Musa noted that more than 32 houses had been submerged in Lumsh village, which is surrounded by an ox-bow lake.

He said they distributed mosquito nets to the families that had complained of mosquitos.

“Apart from what we have done, the county and another humanitarian organization had supported the families with food supplies. This shows that cooperation in such disasters is key to addressing the problem,” he said.

Musa announced that they would leave one boat behind for one week to enable the locals to access essential services.

Alkheir Foundation representative Omar Suleiman said they supported the victims with fortified food, drugs and water purifiers.

“We are targeting 600 households, the food has come but is still on the other side as our vehicle got stuck. We had challenges due to heavy rains.
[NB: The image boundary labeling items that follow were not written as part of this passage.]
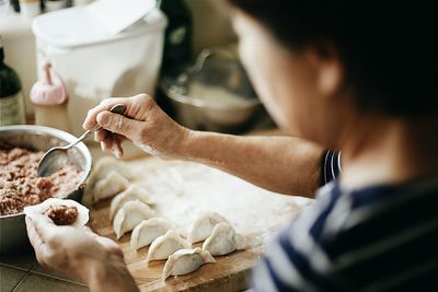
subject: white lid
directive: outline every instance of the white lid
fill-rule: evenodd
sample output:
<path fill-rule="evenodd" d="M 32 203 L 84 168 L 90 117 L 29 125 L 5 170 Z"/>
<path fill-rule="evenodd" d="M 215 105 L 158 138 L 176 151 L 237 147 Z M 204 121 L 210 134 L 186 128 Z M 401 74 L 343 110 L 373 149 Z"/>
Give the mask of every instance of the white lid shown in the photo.
<path fill-rule="evenodd" d="M 87 7 L 74 7 L 35 17 L 32 31 L 37 39 L 70 49 L 142 35 L 162 30 L 165 25 L 164 14 L 154 9 L 123 33 L 114 35 L 90 14 Z"/>

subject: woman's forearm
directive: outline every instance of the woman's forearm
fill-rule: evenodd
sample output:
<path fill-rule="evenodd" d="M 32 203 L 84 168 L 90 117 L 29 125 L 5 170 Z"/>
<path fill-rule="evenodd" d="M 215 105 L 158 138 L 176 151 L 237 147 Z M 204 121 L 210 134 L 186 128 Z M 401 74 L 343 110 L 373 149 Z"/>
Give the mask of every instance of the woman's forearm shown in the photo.
<path fill-rule="evenodd" d="M 320 184 L 323 149 L 298 138 L 191 131 L 178 152 L 281 194 L 313 197 Z"/>
<path fill-rule="evenodd" d="M 136 282 L 130 276 L 125 262 L 122 260 L 93 261 L 84 267 L 83 281 L 92 292 L 139 291 Z"/>

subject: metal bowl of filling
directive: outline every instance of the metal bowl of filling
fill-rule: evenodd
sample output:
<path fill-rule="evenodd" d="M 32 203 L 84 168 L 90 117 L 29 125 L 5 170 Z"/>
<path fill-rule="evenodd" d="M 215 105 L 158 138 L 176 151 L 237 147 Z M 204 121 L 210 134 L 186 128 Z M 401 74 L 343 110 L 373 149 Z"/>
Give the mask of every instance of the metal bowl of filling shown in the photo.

We offloaded them from our truck to a tractor, but we again got stuck due to floods,” he said.

Lamu County Executive Committee member for Health, Dr Mubarak Bahjaj, said they were a team of six medical officials, including those of public health, who were treating families to avert outbreak of diseases.

He explained that they divided themselves into two teams, one treating the sick and the other assessing possible outbreaks of disease, and they found that diarrhoea cases were not high.

"We found children with pneumonia and treated them. We visited 12 houses which have elderly and expectant mothers and mothers who delivered but have not been able to access health services as they are cut off," he said.

Dr Bahjaj said one patient was referred to the hospital as his condition required more medical intervention.